Durchgelesen – „Mein lieber Fisch“ v. Arezu Weitholz

Sie lieben Fisch, gehen gerne zum Angeln? Nein?! Aber Sie lieben dafür Gedichte, dann ist dieser entzückende Lyrikband mit vierundvierzig Fischgedichten der richtige „Fang“ für Sie!

Arezu Weitholz, die Autorin und gleichzeitig noch Illustratorin dieses wunderbaren Büchleins lebt in Berlin. Sie machte eine Ausbildung bei einer Bank und legte eine Zeit lang in Südafrika Platten auf. Inzwischen arbeitet sie Journalistin unter anderem für die Süddeutsche Zeitung und schreibt für namhafte Rockgrössen die Songtexte.
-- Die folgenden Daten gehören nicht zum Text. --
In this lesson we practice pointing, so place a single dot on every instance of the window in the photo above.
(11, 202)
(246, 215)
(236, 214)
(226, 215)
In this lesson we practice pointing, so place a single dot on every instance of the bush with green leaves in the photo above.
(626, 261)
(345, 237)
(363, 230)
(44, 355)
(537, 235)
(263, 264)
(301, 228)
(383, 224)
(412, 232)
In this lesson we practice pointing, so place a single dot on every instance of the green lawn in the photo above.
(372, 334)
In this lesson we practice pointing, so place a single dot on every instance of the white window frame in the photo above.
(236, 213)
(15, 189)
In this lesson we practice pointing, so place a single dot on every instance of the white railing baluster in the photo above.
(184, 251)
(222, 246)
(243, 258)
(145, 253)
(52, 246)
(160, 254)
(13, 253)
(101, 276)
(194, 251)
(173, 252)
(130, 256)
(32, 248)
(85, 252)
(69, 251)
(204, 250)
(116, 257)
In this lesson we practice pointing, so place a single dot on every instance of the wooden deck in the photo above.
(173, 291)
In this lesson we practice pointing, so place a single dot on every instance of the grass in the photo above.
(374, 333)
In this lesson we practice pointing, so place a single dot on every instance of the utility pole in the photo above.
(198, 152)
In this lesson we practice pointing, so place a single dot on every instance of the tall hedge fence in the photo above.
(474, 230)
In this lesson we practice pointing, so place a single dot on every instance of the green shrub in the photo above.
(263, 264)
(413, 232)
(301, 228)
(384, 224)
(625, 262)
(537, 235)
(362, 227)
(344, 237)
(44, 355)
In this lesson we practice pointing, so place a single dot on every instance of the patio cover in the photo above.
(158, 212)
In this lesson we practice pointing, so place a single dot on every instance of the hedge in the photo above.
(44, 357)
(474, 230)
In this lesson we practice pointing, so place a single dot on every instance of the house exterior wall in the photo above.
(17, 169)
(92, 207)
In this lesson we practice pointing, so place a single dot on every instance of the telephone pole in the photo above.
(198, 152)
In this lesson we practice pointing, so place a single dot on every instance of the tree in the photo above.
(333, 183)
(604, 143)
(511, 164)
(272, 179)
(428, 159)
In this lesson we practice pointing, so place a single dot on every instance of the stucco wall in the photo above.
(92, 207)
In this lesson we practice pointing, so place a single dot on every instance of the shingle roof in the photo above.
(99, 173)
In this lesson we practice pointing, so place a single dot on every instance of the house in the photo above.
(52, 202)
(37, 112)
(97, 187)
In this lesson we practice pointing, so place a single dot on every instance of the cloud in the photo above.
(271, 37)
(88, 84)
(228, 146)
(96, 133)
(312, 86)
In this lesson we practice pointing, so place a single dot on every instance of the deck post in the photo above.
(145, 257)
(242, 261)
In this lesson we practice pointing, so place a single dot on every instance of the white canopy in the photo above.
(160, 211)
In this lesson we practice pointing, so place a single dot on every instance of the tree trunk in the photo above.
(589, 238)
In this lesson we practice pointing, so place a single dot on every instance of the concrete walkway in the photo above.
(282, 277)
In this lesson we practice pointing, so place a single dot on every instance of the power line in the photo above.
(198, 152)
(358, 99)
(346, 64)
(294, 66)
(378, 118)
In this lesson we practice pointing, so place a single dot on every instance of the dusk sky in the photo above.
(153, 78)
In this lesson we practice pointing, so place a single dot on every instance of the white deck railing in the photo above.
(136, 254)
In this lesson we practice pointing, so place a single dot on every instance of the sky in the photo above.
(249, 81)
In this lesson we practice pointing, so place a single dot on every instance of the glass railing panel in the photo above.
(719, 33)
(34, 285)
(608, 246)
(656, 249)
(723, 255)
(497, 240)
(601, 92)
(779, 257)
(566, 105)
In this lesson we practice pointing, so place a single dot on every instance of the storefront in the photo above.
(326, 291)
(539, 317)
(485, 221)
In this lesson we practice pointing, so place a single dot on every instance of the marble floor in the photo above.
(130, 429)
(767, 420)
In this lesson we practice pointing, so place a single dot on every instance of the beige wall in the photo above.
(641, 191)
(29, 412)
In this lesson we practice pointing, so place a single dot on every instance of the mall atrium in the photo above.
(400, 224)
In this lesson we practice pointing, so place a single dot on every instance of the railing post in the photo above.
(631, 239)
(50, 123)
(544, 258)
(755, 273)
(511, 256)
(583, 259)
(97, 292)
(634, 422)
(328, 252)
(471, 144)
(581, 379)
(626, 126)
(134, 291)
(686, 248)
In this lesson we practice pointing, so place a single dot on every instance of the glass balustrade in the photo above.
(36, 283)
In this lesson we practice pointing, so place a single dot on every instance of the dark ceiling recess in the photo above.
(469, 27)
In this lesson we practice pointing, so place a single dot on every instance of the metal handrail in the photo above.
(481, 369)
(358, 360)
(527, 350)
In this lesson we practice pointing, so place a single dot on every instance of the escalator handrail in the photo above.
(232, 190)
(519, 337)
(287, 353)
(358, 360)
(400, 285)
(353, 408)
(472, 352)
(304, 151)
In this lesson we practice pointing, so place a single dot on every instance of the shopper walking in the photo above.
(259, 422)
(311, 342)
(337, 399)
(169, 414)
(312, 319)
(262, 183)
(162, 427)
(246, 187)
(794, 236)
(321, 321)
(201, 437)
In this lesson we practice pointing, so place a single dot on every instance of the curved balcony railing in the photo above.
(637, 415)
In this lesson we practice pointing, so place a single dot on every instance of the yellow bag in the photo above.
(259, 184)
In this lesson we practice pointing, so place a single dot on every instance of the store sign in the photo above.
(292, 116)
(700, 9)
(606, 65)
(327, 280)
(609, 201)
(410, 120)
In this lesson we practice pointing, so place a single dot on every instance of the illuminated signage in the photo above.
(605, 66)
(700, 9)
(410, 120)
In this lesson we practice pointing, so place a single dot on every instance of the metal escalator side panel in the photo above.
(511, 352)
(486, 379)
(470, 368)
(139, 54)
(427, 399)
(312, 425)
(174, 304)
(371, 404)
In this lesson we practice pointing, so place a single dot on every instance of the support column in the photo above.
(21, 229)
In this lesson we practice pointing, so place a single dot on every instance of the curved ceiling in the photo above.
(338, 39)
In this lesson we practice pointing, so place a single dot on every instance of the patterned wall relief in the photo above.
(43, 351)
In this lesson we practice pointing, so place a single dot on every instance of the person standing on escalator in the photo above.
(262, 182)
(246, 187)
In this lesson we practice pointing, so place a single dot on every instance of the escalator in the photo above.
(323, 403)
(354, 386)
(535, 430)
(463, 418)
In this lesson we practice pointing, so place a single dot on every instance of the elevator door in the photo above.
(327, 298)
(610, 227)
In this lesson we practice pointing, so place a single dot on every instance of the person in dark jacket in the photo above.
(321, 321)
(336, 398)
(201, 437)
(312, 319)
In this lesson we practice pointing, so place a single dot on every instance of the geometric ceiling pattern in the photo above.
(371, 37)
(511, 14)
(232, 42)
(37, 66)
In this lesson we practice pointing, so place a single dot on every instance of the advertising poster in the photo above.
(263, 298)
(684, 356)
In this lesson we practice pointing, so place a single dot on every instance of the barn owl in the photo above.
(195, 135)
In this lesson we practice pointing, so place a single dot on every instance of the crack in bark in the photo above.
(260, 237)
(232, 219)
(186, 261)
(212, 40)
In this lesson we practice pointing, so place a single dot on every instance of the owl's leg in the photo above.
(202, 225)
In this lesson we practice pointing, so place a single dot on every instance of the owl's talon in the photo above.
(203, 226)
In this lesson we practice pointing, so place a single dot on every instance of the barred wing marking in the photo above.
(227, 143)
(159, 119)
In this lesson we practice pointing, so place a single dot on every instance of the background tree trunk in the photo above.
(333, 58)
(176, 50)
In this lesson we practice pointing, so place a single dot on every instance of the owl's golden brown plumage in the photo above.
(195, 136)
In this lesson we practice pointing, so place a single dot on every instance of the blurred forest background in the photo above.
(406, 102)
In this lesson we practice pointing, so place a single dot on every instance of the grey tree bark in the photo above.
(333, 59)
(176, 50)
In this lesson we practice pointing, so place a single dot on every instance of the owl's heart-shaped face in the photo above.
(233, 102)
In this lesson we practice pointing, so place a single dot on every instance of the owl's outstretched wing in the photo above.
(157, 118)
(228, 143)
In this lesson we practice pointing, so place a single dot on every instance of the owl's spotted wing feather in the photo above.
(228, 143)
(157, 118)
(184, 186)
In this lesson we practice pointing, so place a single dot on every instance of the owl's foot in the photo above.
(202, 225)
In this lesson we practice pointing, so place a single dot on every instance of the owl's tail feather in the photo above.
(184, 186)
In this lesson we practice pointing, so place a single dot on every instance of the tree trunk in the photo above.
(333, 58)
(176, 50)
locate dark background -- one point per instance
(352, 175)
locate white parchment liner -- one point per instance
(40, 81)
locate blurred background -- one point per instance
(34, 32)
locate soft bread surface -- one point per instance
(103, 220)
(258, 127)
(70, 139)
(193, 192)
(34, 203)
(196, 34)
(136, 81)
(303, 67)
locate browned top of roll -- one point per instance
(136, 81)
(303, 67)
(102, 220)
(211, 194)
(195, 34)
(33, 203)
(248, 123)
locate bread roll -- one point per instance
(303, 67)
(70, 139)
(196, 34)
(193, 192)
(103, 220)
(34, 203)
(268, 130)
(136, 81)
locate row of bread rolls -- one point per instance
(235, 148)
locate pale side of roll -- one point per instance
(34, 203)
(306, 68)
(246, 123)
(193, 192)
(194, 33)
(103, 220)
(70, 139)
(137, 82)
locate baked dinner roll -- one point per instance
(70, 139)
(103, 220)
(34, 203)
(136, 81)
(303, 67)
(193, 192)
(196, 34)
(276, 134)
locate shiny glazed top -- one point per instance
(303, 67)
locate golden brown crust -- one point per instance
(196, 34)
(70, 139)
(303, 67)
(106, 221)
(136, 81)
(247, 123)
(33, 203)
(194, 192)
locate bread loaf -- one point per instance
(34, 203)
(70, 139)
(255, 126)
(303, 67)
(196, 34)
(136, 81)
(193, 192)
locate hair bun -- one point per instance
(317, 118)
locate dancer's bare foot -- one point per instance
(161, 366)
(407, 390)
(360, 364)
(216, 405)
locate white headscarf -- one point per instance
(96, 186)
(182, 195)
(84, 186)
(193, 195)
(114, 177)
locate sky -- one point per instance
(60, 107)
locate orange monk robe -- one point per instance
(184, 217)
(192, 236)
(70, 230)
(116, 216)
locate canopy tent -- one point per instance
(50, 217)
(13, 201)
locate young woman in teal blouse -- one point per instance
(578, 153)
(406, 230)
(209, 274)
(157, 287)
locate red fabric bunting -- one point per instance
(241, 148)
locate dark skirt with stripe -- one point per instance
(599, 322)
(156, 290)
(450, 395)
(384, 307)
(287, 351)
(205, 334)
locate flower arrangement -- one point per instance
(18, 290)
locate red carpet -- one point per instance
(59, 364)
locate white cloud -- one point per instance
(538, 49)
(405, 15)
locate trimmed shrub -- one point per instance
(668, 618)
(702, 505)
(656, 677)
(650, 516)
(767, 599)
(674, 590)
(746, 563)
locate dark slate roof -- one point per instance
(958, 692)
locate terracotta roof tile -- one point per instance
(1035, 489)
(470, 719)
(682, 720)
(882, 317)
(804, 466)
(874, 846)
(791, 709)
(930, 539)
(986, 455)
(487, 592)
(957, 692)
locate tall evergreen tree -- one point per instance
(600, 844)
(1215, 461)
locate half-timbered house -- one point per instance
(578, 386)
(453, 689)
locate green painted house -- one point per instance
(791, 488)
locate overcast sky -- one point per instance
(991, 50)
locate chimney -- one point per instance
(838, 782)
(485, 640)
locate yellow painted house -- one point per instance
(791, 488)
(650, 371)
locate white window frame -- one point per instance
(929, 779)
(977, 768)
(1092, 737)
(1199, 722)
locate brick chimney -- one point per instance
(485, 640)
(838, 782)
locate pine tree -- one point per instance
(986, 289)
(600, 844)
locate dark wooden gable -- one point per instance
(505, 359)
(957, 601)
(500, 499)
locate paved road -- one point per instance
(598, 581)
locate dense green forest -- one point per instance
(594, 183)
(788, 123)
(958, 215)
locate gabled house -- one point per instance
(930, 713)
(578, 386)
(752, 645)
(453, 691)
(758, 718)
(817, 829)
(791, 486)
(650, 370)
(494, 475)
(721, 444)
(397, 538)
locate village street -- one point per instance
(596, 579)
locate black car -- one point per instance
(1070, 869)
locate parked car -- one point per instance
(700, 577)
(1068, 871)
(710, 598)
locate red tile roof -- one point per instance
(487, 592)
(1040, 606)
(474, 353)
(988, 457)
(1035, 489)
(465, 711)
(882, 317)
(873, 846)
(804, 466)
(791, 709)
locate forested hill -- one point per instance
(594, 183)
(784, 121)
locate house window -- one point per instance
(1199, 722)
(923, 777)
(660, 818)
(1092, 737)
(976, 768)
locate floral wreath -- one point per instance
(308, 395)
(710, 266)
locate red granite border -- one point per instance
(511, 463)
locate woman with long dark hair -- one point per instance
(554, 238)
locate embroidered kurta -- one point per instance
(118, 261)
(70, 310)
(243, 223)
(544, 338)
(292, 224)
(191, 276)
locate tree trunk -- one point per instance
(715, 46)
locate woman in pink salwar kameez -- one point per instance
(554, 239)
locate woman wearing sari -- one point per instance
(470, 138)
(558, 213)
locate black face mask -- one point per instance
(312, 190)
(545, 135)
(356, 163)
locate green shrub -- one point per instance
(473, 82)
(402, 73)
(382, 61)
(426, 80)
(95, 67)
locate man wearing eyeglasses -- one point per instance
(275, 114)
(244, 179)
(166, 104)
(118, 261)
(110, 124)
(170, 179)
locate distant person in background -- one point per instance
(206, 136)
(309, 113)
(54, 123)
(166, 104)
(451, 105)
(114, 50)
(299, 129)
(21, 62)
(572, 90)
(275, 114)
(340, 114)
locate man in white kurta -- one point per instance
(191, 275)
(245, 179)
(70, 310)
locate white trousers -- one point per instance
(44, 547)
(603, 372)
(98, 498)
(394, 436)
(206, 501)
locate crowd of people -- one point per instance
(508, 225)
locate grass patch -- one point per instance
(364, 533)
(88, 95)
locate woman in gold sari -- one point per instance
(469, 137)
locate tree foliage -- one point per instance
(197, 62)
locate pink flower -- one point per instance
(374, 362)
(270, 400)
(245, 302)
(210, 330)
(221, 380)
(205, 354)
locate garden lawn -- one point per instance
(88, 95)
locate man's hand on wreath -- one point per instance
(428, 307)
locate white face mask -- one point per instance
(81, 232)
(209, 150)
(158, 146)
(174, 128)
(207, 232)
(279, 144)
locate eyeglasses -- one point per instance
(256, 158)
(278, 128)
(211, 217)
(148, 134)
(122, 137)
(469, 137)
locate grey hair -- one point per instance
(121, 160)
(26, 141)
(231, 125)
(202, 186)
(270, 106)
Und sie hat eine unglaubliche Begabung aus „Fischen“ besondere Lebewesen zu machen. Der Leser taucht in eine Wasserwelt, die weder langweilig, öde, blass und einfallslos ist. Im Gegenteil voller Witz, Humor und Bissigkeit. Da wird selbst der absolute Fischverächter schwach und stürzt sich in die Fluten. Arezu Weitholz führt uns ein in ihre Fisch-Welt mit dem Gedicht:

Der Aalphabet“

„Es war einmal ein Fisch im Meer
der liebte die Buchstaben sehr.
Er zählte sie von früh bis spät
man nannt ihn auch den Aalphabet.

Doch eines Tages fehlte ihm
das grosse F, und das war schlimm
denn nun gabs grosse Ische
und sonst nur kleine fische.

Er sucht im ganzen Ozean
von oben bis nach unten.
Das grosse F war irgendwann
ganz vollständig verschwunden.

Der Aalphabet, er war nicht blöd
er tat, als wärs normal.
Und seitdem ist der grösste Isch
kein Isch mehr, sondern Wal.“

(genehmigter Abdruck, Quelle: „Mein lieber Fisch“, Vierundvierzig Fischgedichte von Arezu Weitholz, Weissbooks Verlag)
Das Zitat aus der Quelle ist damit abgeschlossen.